12/06/2005

EL FANTASMA DE BLANDINGS 4. Wodehouse por Arturo Robsy


EL FANTASMA DE BLANDINGS. CUARTA ENTREGA.

Al alba, la mano de Dios terminó de organizar las cosas que el hombre había barajado el día anterior, y puso el ojo del sol al borde, tras cuatro nubes algodonosas que parecían damas acudiendo a una conferencia en la parroquia.

La mano de Dios, sabia, depositó una caricia en la frente de la Emperatriz, aquella cerda extraordinaria, y dio cuerda al corazón de Wellbeloved, el humano innecesario que era el ajustado retrato del hombre huyendo de la bañera.

A cada cuál el Señor despertó según su especie. A Lord Emsworth le sopló suavemente por el respiradero y recordó a su espíritu que ya era hora de volver al sueño de la vida, donde le esperaba el embrollo aquel de los americanos cazadores de fantasmas y del joven que arruinaba el don de la juventud poniéndose y quitándose barbas.

-Dios me ampare, Beach. -dijo, restableciendo el modo de funcionamiento habitual.

-Así lo espero, Milord.

-¡Cuán no sé qué es aquello que se nos pone cuando por primera vez mentimos!

-Shakespeare, Milord.

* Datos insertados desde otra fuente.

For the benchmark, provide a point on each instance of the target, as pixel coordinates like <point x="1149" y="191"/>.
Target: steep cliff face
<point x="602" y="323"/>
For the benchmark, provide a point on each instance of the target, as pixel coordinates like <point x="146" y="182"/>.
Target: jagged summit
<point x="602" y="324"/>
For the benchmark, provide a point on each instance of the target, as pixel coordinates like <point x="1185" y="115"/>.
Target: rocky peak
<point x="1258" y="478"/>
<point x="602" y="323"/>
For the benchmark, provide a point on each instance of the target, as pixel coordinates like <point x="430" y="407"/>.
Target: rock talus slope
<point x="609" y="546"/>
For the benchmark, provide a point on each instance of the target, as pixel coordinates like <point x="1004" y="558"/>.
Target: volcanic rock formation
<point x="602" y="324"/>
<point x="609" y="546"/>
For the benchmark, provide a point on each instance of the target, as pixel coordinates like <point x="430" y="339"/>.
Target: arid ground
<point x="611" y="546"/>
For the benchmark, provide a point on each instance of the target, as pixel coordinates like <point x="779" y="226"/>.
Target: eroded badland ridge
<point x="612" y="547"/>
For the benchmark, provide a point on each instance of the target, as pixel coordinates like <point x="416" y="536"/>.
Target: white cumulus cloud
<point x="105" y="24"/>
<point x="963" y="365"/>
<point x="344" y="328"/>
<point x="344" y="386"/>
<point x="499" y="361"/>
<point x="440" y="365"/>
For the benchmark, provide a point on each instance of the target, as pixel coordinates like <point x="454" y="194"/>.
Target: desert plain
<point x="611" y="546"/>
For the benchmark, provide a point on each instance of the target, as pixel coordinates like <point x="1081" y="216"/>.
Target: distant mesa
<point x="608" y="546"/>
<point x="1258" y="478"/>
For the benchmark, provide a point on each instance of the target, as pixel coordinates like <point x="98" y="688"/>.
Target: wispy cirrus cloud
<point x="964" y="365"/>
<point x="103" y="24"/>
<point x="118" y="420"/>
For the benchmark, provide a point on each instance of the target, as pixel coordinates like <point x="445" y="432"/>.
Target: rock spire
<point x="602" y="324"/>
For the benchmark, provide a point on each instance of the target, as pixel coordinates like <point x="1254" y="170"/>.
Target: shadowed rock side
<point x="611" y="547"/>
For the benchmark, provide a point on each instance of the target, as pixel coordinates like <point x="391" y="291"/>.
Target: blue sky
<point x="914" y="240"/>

Su Excelencia suele citarlo.

-¿Yo? Ah, claro: aquella institutriz, miss Mapleton, lo decía a todas horas cuando zurraba a mis hermanas, que jamás confesaban haber robado la lata de galletas.

-Temo no poder ayudarle, Milord, porque aquello sucedía antes de mi llegada al Castillo.

El Milord, concentrado en el te durante cuatro tragos, hizo un sitio en la mente para la filosofía matinal:

-Las mujeres, Beach.

-Las mujeres, Milord.

-Bellas, pero tozudas.

-Recuerdo habérselo oído a menudo, Milord.

-Ya se sabe: ni con ellas ni sin ellas, ¿verdad?

-Así me lo ha confiado Milord en varias ocasiones.

-Y duras. Duras como, como...

-¿Como el pedernal, Milord?

-Eso. La piedra de saltar chispas.

-Ciertamente, Milord. O sílex

-¡Y muy listas!


A Lord Ickenham Dios lo puso en marcha con un ligero tirón de orejas. El activo conde rozaba los límites del catecismo con aquella vocación de repartir alegría y justicia y de cometer buenas obras en busca de un final sonriente.

Ickenham saltó de la cama a la vida con una canción en los labios, y friccionándose para proporcionar quéhacer a las arterias. Cantaba Matilda, aprendida de unos leñadores australianos en su turbulenta juventud, mientras pensaba si seguirían confeccionando en Blandings aquellos arenques matutinos.

La tarde anterior había establecido su nuevo estatus en el castillo. No sólo era un ilustre invitado sino un consejero áulico del conde del lugar, Su Señoría.

-Ickenham, -le dijo Lady Constance al ponerle el ojo- después de sus últimas visitas, tan agotadoras...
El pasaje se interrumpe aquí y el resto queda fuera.